Here is an enlargement of the scrunched-up tissue paper marks for detail. This could be further explored using different types of paper, overlaying colours or building up layers from transparent to opaque.
I then tried making marks in the paint surface with some of the same tools. This was difficult with acrylic paint because the surface dries so quickly. I got around this by adding bits of paint, making marks, adding a bit more and so on until the page was covered, which was non-spontaneous and not a comfortable way of working (for me).
I then tried a slightly different approach to the exercise (lower section of the page below) using a single colour of paint as a lower layer, into which marks were made; I then dry brushed the darker blue over the dried surface to highlight the marks.
The upper section of the page contains marks made by various shaping tools – I did not find a huge variety in these on the whole although they could still be useful and I envisage using them.

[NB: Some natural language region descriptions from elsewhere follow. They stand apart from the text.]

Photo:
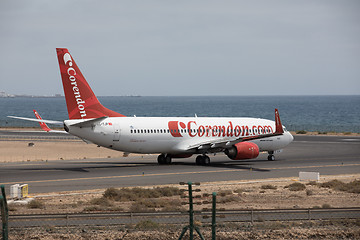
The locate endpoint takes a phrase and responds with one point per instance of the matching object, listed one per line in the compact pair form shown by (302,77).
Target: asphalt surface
(329,155)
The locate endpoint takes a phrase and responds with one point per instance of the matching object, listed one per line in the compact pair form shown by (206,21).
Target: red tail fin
(80,99)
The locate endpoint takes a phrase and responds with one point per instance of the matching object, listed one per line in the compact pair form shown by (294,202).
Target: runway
(329,155)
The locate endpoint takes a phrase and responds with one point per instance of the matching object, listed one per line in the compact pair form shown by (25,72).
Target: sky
(183,48)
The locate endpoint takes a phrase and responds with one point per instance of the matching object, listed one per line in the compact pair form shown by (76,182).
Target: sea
(308,113)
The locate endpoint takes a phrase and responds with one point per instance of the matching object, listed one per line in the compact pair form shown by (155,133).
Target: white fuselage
(177,135)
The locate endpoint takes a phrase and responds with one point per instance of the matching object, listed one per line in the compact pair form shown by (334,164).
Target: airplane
(171,137)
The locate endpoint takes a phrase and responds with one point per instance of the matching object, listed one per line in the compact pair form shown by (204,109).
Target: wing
(44,126)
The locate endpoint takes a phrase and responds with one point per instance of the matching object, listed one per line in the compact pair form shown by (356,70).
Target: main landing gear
(164,159)
(271,156)
(202,160)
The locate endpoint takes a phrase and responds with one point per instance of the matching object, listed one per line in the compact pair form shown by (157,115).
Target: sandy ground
(237,195)
(242,195)
(17,151)
(231,195)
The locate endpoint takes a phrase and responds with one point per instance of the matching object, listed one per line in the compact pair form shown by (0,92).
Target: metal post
(191,211)
(191,226)
(213,223)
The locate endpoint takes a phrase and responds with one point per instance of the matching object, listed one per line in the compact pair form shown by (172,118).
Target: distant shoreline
(300,132)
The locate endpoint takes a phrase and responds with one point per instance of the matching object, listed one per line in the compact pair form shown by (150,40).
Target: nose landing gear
(164,159)
(271,156)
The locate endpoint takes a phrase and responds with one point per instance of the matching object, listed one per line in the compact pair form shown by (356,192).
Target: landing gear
(164,159)
(271,156)
(202,160)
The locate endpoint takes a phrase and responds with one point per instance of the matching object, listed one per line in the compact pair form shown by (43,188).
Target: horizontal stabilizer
(88,123)
(38,120)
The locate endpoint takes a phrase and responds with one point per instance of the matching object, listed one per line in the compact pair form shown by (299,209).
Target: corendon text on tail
(230,130)
(170,137)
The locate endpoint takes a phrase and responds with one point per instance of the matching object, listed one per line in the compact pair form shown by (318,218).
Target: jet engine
(243,150)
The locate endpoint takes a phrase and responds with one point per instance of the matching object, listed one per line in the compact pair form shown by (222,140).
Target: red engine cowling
(243,150)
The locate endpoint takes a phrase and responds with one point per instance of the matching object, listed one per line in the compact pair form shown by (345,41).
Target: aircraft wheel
(161,159)
(206,160)
(167,160)
(198,160)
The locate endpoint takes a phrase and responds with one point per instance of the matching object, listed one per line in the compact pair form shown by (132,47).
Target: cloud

Finally, I covered a page of 200 gsm paper (roughly A4) in water-soluble oils and scraped and marked in order to reveal colour in the lower layer. I was surprised / pleased to find that the lower, still-wet layer of paint did not scrape away to reveal the paper but provided a coloured base. Fine and broader tools were equally easily manipulated in the paint. The oils were much more pleasurable to work with because they retained their fluidity and so encouraged spontaneous mark-making much more than was the case with the acrylics. To do this successfully with acrylics, I imagine that a retarder would need to be used. I’m aware they exist but have never used one so do not know the effect that this would have on the consistency of the paint and the effect of this on mark-making.
To save time in writing about water-soluble oils, in future posts I shall abbreviate these to WS oils.